NIST's Draft To Remove Periodic Password Change Requirements Gets Vendors' Approval (csoonline.com)
An anonymous reader writes: A recently released draft of the National Institute of Standards and Technology's digital identity guidelines has met with approval by vendors. The draft guidelines revise password security recommendations and altering many of the standards and best practices security professionals use when forming policies for their companies. The new framework recommends, among other things: "Remove periodic password change requirements." There have been multiple studies that have shown requiring frequent password changes to actually be counterproductive to good password security, said Mike Wilson, founder of PasswordPing. NIST said this guideline was suggested because passwords should be changed when a user wants to change it or if there is indication of breach.
I welcome the return to sanity.
The point of periodic password changes is to protect against an *UNKNOWN* breach, where the password has been compromised and the user doesn't know. Is there some other method of mitigation for this attack?
My previous position was in a company that had a 45 day password expiry policy. My password was only as complex as it had to be to fit the rule but wasn't very good.
My current position has a 6 month expiry. I use a much stronger password.
This is common sense to me.
LK
"Hi. This is my friend, Jack Shit, and you don't know him." - Lord Kano
Randomly generated password of any given strength has the same probability of being guessed as any another equivalently strong random password. Only reason for strong password change is breach. Oh, and, my favourite pet peeve: common requirement that passwords must have some minimum number of characters from few subsets of all printable characters actually makes them much weaker.
If you have a really well-connected single sign on environment in place, standardizing on a single password that you have to change periodically makes sense. Where it breaks down is when you have a million passwords scattered across different services (internal or external.) If you have to change those over and over, you end up recycling passwords or writing them down, or storing them in a password vault tool (which is a bad idea given how many vulnerabilities have come to light on those.)
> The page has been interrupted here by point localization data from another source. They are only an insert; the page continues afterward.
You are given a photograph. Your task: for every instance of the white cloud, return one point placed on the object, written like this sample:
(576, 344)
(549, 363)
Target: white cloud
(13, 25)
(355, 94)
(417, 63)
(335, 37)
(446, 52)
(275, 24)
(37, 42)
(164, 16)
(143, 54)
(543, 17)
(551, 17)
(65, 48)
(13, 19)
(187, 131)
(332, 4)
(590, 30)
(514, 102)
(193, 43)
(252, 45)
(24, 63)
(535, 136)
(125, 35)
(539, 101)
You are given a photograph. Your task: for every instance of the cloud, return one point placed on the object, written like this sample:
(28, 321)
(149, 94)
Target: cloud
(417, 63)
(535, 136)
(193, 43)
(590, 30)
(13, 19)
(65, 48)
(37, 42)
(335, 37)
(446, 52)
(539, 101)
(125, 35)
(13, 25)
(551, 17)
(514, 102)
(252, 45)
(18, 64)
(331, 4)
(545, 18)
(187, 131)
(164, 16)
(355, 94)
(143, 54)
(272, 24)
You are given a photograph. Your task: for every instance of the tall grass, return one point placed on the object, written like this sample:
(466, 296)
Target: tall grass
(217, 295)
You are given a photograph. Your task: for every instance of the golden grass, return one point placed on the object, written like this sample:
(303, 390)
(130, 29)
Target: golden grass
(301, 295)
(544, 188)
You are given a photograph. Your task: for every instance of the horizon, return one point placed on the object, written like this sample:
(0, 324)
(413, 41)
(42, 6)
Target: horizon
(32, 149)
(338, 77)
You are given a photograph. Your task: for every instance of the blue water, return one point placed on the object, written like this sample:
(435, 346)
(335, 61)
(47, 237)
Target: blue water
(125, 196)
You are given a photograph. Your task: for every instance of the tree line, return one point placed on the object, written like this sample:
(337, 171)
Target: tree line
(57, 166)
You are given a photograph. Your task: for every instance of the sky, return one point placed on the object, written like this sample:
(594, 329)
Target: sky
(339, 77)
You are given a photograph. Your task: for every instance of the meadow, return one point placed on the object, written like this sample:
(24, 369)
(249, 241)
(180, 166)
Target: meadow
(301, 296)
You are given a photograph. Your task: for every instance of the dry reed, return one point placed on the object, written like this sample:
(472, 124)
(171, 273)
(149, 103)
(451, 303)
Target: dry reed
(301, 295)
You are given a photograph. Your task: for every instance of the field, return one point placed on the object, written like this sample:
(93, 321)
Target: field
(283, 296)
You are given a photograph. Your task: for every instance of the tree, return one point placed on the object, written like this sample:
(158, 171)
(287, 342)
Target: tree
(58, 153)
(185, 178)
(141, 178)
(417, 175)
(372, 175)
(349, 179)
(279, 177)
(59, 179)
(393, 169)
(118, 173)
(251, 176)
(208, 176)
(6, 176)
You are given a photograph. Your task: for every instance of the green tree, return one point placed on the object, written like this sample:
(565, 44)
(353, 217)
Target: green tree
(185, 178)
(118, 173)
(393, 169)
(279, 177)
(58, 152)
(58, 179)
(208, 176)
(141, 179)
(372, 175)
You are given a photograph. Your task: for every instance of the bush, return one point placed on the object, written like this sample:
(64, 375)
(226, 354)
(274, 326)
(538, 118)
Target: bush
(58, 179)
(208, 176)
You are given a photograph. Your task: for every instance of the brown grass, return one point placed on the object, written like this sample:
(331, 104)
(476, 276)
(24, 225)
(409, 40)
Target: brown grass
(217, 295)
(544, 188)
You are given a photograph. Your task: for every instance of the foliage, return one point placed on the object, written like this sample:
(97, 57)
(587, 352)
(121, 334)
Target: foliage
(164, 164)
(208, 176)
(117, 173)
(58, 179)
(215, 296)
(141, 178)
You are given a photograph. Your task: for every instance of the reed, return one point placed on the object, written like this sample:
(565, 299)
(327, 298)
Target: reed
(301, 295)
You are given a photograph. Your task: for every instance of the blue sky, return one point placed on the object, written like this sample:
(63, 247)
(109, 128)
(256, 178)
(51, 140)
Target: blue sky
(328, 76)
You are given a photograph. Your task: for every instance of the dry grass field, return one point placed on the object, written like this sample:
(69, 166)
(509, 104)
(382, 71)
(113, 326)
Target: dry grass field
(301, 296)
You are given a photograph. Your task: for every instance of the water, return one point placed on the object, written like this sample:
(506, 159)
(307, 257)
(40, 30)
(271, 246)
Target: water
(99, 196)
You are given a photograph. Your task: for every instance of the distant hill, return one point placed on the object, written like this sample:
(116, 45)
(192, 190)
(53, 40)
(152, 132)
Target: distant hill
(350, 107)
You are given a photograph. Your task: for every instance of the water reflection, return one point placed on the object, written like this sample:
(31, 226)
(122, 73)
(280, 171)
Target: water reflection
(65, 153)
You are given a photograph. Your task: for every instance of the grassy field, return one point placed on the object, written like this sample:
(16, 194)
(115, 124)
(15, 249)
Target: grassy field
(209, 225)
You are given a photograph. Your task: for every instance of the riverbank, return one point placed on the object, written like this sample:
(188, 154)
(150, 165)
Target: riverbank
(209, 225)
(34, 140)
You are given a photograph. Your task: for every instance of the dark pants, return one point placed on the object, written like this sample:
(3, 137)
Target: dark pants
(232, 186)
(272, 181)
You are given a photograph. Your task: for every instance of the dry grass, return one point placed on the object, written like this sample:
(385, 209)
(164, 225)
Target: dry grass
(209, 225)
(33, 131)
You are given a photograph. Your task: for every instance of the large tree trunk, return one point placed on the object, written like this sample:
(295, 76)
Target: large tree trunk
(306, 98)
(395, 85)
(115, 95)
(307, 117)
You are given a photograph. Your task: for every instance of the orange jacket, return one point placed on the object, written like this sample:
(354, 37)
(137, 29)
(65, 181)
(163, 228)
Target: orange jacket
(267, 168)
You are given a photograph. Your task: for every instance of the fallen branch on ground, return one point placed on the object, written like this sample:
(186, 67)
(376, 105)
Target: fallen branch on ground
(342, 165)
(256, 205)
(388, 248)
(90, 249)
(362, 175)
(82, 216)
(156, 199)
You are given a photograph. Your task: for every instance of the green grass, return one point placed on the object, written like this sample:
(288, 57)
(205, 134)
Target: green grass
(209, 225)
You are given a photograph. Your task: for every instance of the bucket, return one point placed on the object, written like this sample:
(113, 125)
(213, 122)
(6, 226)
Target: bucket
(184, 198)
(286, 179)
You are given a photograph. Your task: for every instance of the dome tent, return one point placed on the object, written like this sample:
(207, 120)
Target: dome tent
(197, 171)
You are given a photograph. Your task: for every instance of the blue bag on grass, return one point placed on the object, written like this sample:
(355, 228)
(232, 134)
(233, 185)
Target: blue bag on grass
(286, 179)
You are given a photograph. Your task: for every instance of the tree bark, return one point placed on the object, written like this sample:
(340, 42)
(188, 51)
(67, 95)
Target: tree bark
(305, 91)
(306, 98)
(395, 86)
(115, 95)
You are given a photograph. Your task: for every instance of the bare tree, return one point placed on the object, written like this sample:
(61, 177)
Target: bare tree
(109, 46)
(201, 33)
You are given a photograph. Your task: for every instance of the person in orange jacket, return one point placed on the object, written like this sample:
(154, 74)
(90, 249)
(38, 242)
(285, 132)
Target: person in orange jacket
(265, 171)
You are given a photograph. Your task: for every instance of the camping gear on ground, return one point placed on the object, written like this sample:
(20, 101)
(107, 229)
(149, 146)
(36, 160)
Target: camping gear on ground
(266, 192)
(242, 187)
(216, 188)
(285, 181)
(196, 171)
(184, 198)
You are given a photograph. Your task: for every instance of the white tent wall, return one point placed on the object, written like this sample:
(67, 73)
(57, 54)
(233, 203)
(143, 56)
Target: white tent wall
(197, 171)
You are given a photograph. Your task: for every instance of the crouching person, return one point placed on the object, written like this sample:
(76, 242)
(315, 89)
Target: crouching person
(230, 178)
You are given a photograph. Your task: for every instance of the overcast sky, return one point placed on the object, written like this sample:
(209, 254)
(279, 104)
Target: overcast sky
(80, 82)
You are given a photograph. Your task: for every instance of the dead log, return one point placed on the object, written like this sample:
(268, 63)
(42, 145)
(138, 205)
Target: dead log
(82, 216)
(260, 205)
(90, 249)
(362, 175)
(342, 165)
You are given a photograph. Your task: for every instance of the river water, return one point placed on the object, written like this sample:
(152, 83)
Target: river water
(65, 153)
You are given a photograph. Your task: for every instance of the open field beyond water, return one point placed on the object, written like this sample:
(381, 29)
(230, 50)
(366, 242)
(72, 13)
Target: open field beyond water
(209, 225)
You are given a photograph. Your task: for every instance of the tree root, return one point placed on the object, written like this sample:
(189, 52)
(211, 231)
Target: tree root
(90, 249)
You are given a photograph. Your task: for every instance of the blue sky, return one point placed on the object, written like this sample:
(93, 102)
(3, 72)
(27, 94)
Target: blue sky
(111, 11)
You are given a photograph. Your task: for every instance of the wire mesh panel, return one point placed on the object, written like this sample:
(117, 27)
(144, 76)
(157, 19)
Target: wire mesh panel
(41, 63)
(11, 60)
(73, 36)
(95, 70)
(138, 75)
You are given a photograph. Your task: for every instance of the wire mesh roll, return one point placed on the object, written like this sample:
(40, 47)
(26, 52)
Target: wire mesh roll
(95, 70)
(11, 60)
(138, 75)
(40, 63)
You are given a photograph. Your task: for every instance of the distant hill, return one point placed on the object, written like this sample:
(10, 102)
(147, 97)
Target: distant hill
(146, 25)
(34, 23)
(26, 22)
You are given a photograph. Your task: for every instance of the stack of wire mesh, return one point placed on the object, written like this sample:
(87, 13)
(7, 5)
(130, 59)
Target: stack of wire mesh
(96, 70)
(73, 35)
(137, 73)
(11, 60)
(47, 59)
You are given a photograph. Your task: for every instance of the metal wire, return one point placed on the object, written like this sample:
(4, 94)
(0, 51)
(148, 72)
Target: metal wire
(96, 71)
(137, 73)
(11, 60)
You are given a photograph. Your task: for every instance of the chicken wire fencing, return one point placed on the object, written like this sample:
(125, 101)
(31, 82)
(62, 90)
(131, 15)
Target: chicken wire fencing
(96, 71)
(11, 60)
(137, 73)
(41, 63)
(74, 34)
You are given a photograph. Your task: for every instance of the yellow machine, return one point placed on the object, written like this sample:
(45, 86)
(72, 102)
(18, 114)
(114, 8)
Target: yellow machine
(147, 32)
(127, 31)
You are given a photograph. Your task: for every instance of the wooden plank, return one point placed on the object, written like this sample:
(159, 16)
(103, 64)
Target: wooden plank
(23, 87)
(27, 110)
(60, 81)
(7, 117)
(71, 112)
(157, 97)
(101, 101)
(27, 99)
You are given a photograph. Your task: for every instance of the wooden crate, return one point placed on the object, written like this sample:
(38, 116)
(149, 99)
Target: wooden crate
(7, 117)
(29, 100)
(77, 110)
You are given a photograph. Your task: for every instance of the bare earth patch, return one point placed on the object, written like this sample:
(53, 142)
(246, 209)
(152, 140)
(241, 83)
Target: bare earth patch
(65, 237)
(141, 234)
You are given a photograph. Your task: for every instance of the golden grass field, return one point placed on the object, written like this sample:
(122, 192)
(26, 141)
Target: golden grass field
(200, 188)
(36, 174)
In fact, with SSO systems like Google or Azure AD, it makes sense to protect that single key much more carefully than an individual password. For example, if someone guessed my corporate account's password or found a way to steal information from Microsoft without them knowing (or telling anyone,) my Azure AD account has a lot of access -- off the top of my head, from the naked Internet I can access my Exchange email, OneDrive, all the Azure resources I have control over, most of my HR vital data, access to Internet-facing applications, access to my MSDN and volume licensing stuff from Microsoft, and the list goes on. I'm OK with changing that password pretty frequently. If I had 50 of them to remember, not so much.
The fact that the standards are being updated to reflect that it's much harder to steal passwords from properly secured systems these days and crack them offline is good though. Corporate security types tend to follow these rules verbatim regardless of whether they make operational sense.
Thank goodness. Frequent changes entrench bad habits and culture. People are constantly getting locked out, forgetting password. Your culture becomes one of frequent password resets with idiotic questions to verify identity. These questions are usually trivially guessable/facebookable/googleable especially since people forget these all the time too. Many helpdesks will reset passwords via phone without verifying identity since they do it constantly with frustrated resentful users. Make passwords durable. Changing it without knowing the old one should be a big difficult deal.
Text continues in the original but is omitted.